Daylight Savings Time and Other Fallacies We Agree To Agree On

“Spring forward/Fall back”: It’s a clever catch-phrase and play on words and for at least a couple of generations Americans have agreed to agree that, though it is now 5:10 p.m. on the clock, it sure looks like it’s 6:10 p.m. Well, we’ll get used to it as we always have every year since 1973, unofficially, and officially since 1986—though the history of Daylight Savings Time goes back to at least the First World War.

Still, Daylight Savings Time is to our body clocks what Ascension Thursday is to the revised Roman Liturgical Calendar: Anytime you have to ask, “Does Ascension Thursday fall on a Thursday here—or on the following Sunday?” something must be systemically wrong.

Call it lassitude or group-think or the lack of being able to get a critical mass of, well, critics together to combat bad ideas that seem relatively harmless—like Daylight Savings Time, or the fact that no one is quite sure when to observe Ascension Thursday—but it’s not an isolated incident in terms of our post-Vatican II spiritual lives. For instance:

1. Abstaining from meat on all Fridays. Eating meat on Fridays was, of course, verboten for centuries for Catholics. Indeed, it was a mortal sin to eat meat on Fridays. However, the Second Vatican Council mitigated this, somewhat, by making it “almost optional”: instead of not eating meat, one could substitute another form of penance on Friday. This wasn’t a bad idea, exactly, but it’s a tough one to enforce, as it leaves the penitential practice up to the individual. So if one does not substitute some other form of penance in place of abstinence from flesh-meat, one must still abstain (Canons 1249 and 1250).
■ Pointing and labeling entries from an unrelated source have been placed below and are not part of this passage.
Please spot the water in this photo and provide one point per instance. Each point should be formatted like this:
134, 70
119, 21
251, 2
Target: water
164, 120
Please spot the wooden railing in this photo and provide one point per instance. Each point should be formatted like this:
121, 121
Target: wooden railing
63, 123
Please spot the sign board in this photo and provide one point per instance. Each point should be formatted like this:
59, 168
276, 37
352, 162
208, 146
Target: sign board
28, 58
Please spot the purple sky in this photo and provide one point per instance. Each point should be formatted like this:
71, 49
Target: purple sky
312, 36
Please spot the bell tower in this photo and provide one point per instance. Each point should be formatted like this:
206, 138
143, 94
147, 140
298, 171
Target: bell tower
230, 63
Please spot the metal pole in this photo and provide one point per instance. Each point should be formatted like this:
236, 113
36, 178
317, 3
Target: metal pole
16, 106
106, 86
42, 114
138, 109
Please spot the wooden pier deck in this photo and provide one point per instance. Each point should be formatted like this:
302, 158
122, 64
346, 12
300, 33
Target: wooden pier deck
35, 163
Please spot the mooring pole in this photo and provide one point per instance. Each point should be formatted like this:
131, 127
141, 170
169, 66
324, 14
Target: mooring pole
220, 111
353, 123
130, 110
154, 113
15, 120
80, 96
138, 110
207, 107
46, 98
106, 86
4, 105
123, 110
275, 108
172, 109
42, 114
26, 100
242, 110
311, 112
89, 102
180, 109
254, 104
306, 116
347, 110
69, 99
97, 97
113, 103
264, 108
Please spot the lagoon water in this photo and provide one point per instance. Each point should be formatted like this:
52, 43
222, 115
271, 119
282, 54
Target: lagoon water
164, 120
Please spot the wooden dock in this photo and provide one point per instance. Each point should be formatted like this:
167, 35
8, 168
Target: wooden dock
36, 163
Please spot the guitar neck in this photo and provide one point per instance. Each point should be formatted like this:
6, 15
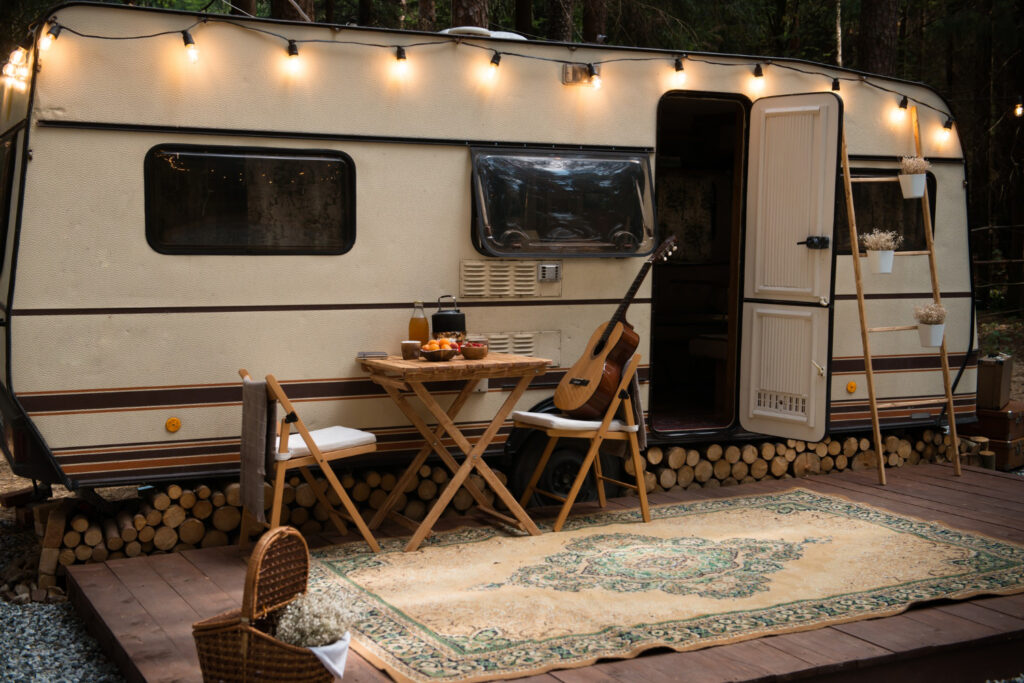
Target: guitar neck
625, 303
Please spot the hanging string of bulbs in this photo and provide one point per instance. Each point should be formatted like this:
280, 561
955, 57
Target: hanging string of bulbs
15, 72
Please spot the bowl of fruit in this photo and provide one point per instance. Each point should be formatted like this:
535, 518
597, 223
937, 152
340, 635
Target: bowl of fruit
474, 350
436, 350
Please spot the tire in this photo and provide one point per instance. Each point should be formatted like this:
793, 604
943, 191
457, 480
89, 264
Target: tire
561, 469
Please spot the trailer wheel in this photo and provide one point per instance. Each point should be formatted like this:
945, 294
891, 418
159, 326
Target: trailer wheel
561, 469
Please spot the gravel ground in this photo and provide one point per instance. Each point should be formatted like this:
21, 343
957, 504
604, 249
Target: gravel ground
43, 642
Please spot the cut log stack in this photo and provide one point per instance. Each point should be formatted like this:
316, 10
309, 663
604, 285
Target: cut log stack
172, 517
711, 466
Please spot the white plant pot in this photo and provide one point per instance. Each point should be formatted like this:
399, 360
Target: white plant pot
931, 335
881, 261
912, 185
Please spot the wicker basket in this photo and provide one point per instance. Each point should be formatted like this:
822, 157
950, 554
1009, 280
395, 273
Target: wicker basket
236, 646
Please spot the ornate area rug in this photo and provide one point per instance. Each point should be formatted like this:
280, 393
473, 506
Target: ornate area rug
476, 604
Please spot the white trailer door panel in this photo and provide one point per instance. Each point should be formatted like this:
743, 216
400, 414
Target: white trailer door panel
791, 200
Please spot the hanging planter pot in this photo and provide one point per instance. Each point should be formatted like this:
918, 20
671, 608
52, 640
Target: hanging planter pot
881, 261
931, 335
912, 185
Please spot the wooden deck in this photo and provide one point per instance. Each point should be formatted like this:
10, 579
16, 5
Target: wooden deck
141, 609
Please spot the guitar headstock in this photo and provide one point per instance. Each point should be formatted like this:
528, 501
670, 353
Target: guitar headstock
666, 249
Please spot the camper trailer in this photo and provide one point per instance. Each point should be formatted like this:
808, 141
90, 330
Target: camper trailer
184, 195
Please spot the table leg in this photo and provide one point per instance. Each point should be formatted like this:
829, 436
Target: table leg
474, 454
432, 436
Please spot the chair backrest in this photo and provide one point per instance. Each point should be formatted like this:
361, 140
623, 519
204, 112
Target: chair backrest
291, 417
279, 570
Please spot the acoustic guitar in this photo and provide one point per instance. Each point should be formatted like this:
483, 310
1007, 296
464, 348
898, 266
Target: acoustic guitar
587, 389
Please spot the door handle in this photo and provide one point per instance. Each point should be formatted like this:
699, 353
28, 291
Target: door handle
816, 242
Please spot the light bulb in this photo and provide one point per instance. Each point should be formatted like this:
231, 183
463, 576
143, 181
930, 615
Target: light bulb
496, 61
679, 78
190, 48
47, 40
294, 62
400, 62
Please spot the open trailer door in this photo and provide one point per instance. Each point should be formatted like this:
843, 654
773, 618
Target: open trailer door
786, 310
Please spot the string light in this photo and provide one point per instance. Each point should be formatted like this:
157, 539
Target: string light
294, 63
190, 48
758, 81
679, 78
400, 62
946, 131
898, 114
51, 35
590, 72
496, 61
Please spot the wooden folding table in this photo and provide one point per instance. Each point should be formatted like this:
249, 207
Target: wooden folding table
402, 379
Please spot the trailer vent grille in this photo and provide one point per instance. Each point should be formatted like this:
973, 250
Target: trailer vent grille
505, 279
520, 343
782, 402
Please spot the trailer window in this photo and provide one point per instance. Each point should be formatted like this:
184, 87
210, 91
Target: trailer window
881, 205
204, 200
534, 203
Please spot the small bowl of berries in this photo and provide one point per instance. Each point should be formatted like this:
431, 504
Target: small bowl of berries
474, 349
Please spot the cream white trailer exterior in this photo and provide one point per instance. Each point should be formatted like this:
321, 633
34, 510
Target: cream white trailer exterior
117, 324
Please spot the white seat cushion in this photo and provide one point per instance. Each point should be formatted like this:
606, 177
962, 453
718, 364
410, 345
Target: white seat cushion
549, 421
329, 438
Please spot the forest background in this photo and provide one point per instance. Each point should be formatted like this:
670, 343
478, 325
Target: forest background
969, 50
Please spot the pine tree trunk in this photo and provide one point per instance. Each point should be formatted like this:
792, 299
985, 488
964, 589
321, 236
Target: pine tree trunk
560, 20
595, 17
878, 39
469, 12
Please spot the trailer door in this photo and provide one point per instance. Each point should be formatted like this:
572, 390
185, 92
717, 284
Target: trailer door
786, 311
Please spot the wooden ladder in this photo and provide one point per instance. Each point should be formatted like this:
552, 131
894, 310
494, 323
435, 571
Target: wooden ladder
865, 331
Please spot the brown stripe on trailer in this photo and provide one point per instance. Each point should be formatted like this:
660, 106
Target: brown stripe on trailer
901, 295
148, 398
852, 365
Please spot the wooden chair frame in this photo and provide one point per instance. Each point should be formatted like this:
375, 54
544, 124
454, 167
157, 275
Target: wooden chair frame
303, 463
591, 460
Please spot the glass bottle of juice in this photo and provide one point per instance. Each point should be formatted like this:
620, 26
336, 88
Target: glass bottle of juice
419, 329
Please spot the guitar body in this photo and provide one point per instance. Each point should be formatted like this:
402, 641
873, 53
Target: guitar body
589, 386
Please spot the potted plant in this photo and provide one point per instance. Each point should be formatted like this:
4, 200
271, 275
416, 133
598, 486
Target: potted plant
931, 324
321, 623
911, 176
881, 246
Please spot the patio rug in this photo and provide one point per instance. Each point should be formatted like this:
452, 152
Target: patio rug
476, 604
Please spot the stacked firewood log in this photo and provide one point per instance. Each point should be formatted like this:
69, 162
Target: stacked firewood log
717, 465
173, 517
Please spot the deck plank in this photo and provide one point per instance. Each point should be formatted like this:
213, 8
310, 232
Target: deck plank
153, 655
935, 638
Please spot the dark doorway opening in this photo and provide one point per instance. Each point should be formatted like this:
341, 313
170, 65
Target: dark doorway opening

But this change is a switch to the body which, like Daylight Savings Time, is tough to adjust to: while it may be hypocritical to forgo, say, roast lamb in favor of Chilean Sea Bass served on a bed of risotto on Fridays, at least the body knew to expect “Fish-On-Friday”, even if the soul was a little shaky on the theology behind it. However, one can now substitute eating fish on Friday with making the Stations of the Cross. Which brings us to…

2. The Stations of the Cross. Every single Friday in Lent, the Stations of the Cross are made en masse by the Catholic faithful of their own free will, not because they have to or because it’s a mortal sin not to do so. Personally this is one of my favorite devotions, as it allows for different prayers, readings, artwork, and even “living” Stations of the Cross.  However, it’s another one of those things that doesn’t make sense that we all seem to have agreed to agree upon: many, if not most American Catholics, make the Stations of the Cross ONLY during Lent. This is particularly odd in that almost every single Catholic Church in the West has Stations permanently and prominently on display. There is no reason not to make the Via Dolorosa outside of the Lenten season—indeed, with Fridays now being termed “official days of penance” one would think (or at least hope) that more and more of the faithful would pick up on the Way of the Cross. But this didn’t happen. The Stations of the Cross, second only to the Holy Rosary as a popular devotion, remains largely confined to the forty days of Lent—though we see them every single Sunday at Mass. And there’s nothing to prevent groups of the faithful from making them together during the rest of the year.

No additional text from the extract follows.